En tout état de cause, la division d’opposition constate également que l’opposant n’a fourni aucun fait, argument ou preuve susceptible d’étayer la conclusion selon laquelle l’usage de la marque contestée tirerait indûment profit du caractère distinctif ou de la renommée de la marque antérieure, ou leur porterait préjudice.
DÉPENS
Conformément à l’article 109, paragraphe 1, du RMCUE, la partie qui succombe dans une procédure d’opposition supporte les taxes et les frais exposés par l’autre partie.
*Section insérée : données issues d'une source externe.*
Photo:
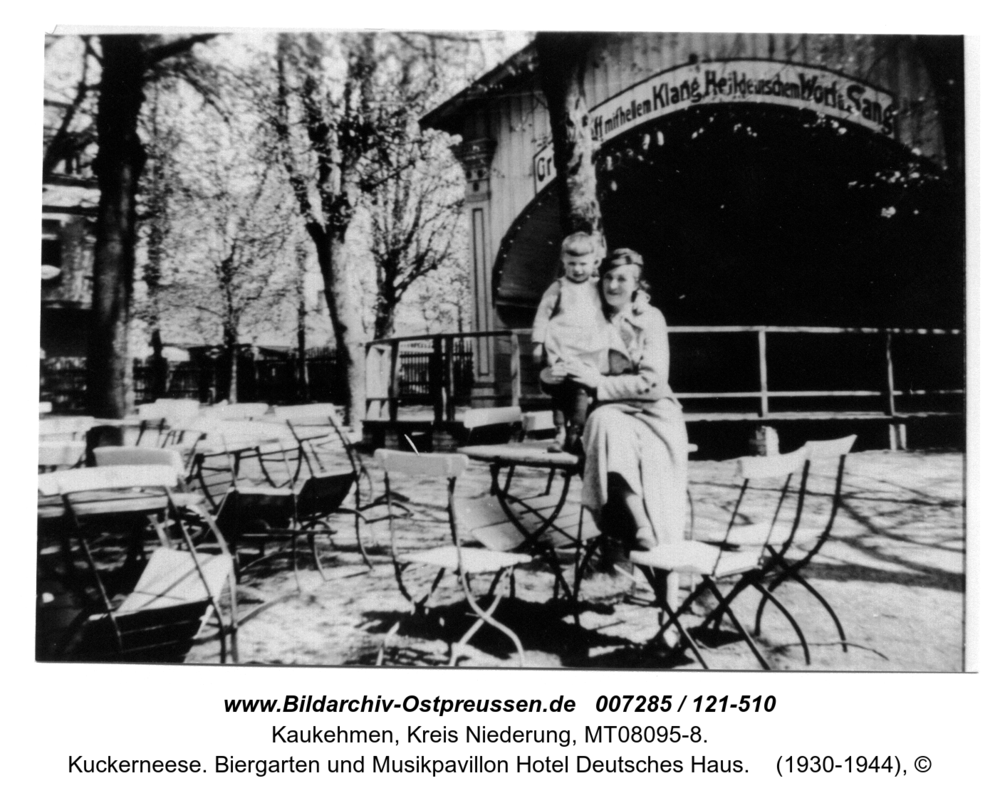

L’opposant étant la partie qui succombe, il doit supporter les frais exposés par le demandeur au cours de la présente procédure.
Conformément à l’article 109, paragraphe 7, du RMCUE et à l’article 18, paragraphe 1, sous c), i), du RMCUE-M, les frais à payer au demandeur sont les frais de représentation, qui sont fixés sur la base du taux maximal y prévu.
La division d’opposition
Gabriel SPINA ALÌ Gilberto MACIAS BONILLA Marta ALEKSANDROWICZ-STANLEY
Conformément à l’article 67 du RMCUE, toute partie à laquelle la présente décision fait grief peut former un recours contre celle-ci. Conformément à l’article 68 du RMCUE, l’acte de recours doit être déposé par écrit auprès de l’Office dans un délai de deux mois à compter de la date de notification de la présente décision. Il doit être déposé dans la langue de la procédure dans laquelle la décision faisant l’objet du recours a été rendue. En outre, un mémoire exposant les motifs du recours doit être déposé dans un délai de quatre mois à compter de la même date. L’acte de recours n’est réputé déposé qu’après paiement de la taxe de recours de 720 EUR.